3. Claude Debussy, “Taste,” 190?
Claude Debussy was a celebrated composer of the turn of the century. His music broke with the Western tradition of melodic, hummable music because he incorporated non-Western patterns so fully into his music that it sounded strange to listeners used to the music of Mozart, for example. His modifications, breaking with rule-bound formulas, shaped classical music from that time forward. Here is his analysis of the Indonesian music on which his modern compositions were based.

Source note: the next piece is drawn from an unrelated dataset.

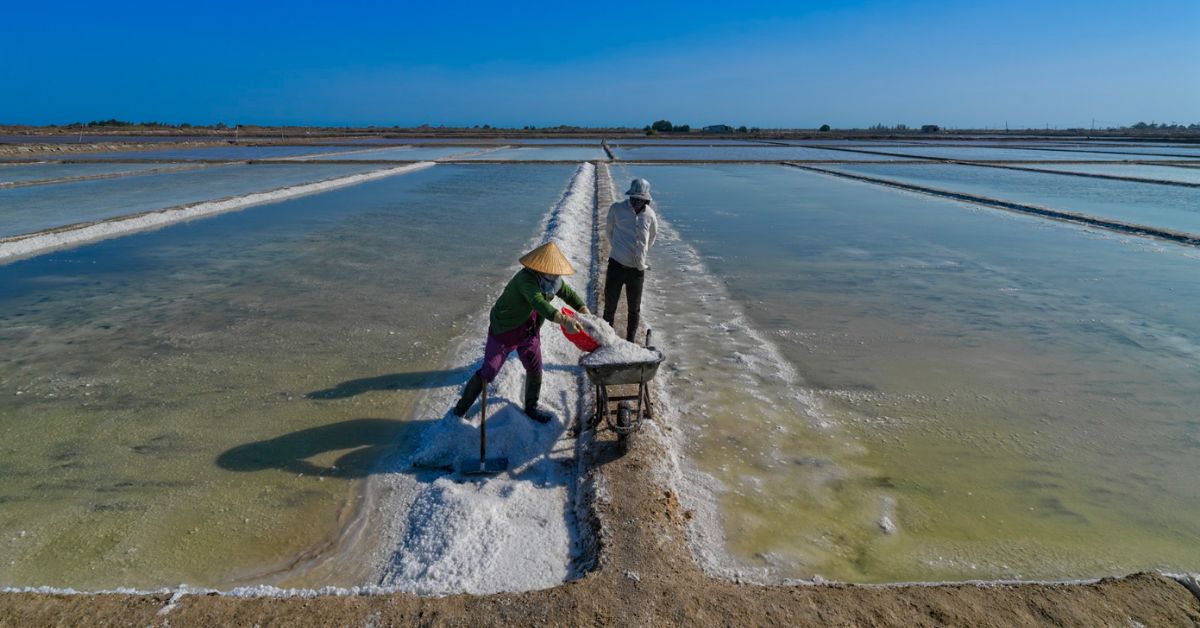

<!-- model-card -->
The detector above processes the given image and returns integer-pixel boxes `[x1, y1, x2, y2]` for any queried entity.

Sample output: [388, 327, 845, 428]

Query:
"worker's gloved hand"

If one listens to [Javanese music] without being prejudiced by one’s European ears, one will find in it a percussive charm that forces one to admit that our own music is not much more than a barbarous kind of noise fit for a traveling circus. . . . All that is needed is an instinctive desire for the artistic, a desire that is satisfied in the most ingenious ways and without the slightest hints of “bad taste.”

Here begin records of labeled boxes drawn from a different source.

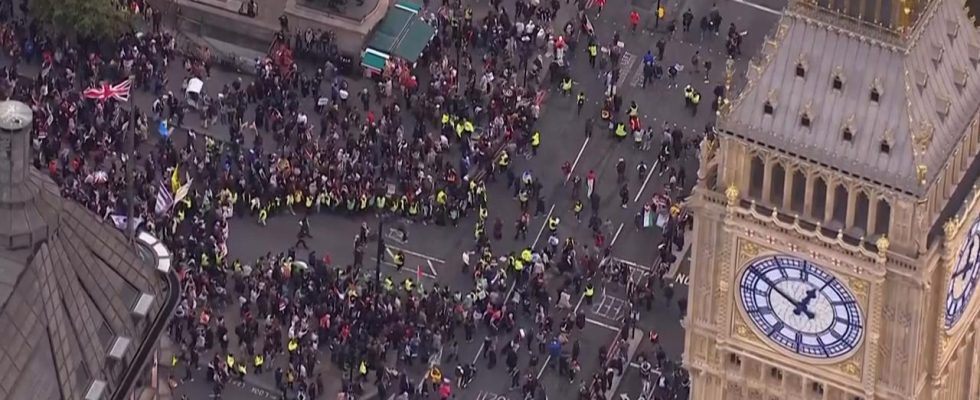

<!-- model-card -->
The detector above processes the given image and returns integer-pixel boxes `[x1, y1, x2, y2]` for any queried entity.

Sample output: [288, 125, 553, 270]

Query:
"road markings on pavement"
[387, 245, 446, 264]
[732, 0, 783, 15]
[473, 205, 556, 364]
[537, 293, 585, 379]
[565, 138, 591, 183]
[633, 159, 660, 203]
[591, 293, 628, 321]
[384, 247, 445, 279]
[609, 222, 623, 247]
[371, 257, 437, 280]
[476, 390, 508, 400]
[585, 318, 620, 332]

Source: Claude Debussy, “Taste,” in Claude Debussy on Music, ed. and trans. Richard Langham Smith (New York: Knopf, 1977) 278-9.
4. Filippo Tommaso Marinetti, “Futurist Manifesto,” 1909
Marinetti had studied to become a lawyer before turning to poetry and journalism. After creating an uproar in Italian theaters and issuing pronouncements in newspapers against traditional artistic and political values, he published the “Futurist Manifesto,” excerpted below.

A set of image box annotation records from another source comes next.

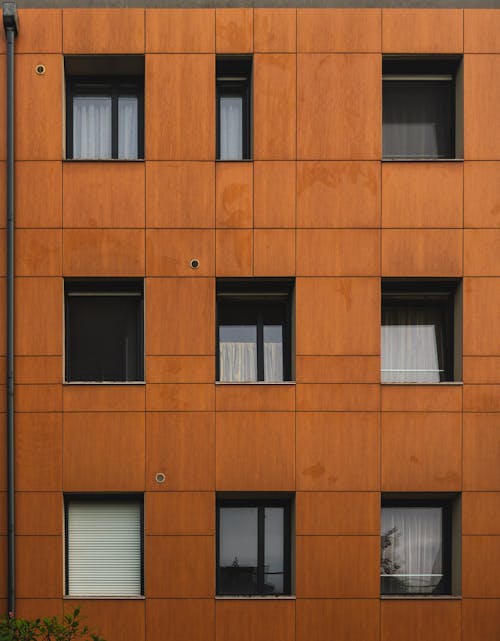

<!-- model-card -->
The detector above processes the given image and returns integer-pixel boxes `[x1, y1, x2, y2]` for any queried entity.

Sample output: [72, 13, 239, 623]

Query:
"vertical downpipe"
[3, 2, 18, 617]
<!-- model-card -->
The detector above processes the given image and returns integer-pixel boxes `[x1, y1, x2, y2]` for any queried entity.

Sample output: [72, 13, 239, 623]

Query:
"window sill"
[215, 381, 295, 385]
[215, 594, 296, 601]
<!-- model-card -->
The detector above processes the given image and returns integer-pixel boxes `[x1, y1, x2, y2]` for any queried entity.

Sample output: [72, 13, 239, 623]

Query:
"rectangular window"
[65, 56, 144, 160]
[217, 279, 293, 383]
[380, 499, 452, 595]
[65, 495, 144, 597]
[382, 56, 459, 160]
[64, 279, 144, 382]
[381, 280, 460, 383]
[216, 56, 252, 160]
[217, 499, 291, 596]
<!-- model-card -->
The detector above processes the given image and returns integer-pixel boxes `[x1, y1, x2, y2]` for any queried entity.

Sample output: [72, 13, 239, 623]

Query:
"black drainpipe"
[3, 2, 18, 617]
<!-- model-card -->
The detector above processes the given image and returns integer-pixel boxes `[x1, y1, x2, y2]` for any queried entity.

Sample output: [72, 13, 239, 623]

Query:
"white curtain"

What can you find in an old picture except the painful contortions of the artist trying to break uncrossable barriers which obstruct the full expression of his dream?
To admire an old picture is to pour our sensibility into a funeral urn instead of casting it forward with violent spurts of creation and action. Do you want to waste the best part of your strength in a useless admiration of the past, from which you will emerge exhausted, diminished, trampled on?
For the dying, for invalids and for prisoners it may be all right. It is, perhaps, some sort of balm for their wounds, the admirable past, at a moment when the future is denied them. But we will have none of it, we, the young, strong and living Futurists!
5. Clifton A. Wheeler, response to the Armory show, 1913
Clifton A. Wheeler, an artist in Indiana who had trained in New York, wrote to the organizer of a 1913 New York Armory show, a major exhibition of new artistic works, that shocked many U.S. viewers because of the modern art it contained. His opinions, expressed in a letter of December 22, 1913, also reflect his views of a similar exhibit he had just seen in Chicago.
I must confess that the exhibition in Chicago (The International) did not strike me with overwhelming force but I have enough respect for the opinions of Mr. Davies and yourself to admit that the fault may have been my own.
The principal effect the exhibition has had upon me has been to give me a more complete indifference to the facile nothings that most of the artists are painting now and a greater love for Massacio and Giorgione and the engravings of Durer.*
Source: Smithsonian Institution, Armory Show, http:/
6. Aleksandra Kollontai, Autobiography, 1926
Kollontai was a Russian activist allied with socialism and would become prominent in the Bolshevik government during World War I. This is her recollection of her feelings as a young woman in the late nineteenth century.
I am far from being one of those “new women” who take their experiences as females with relative lightness (one might even say superficiality), and whose feelings and mental energies are directed at all other things in life but sentimental emotions of love. After all, I still belong to that generation of women who grew up at a turning point in history. Love, with its many disappointments, with its tragedies and eternal demands for happiness, still played a very important part in my life.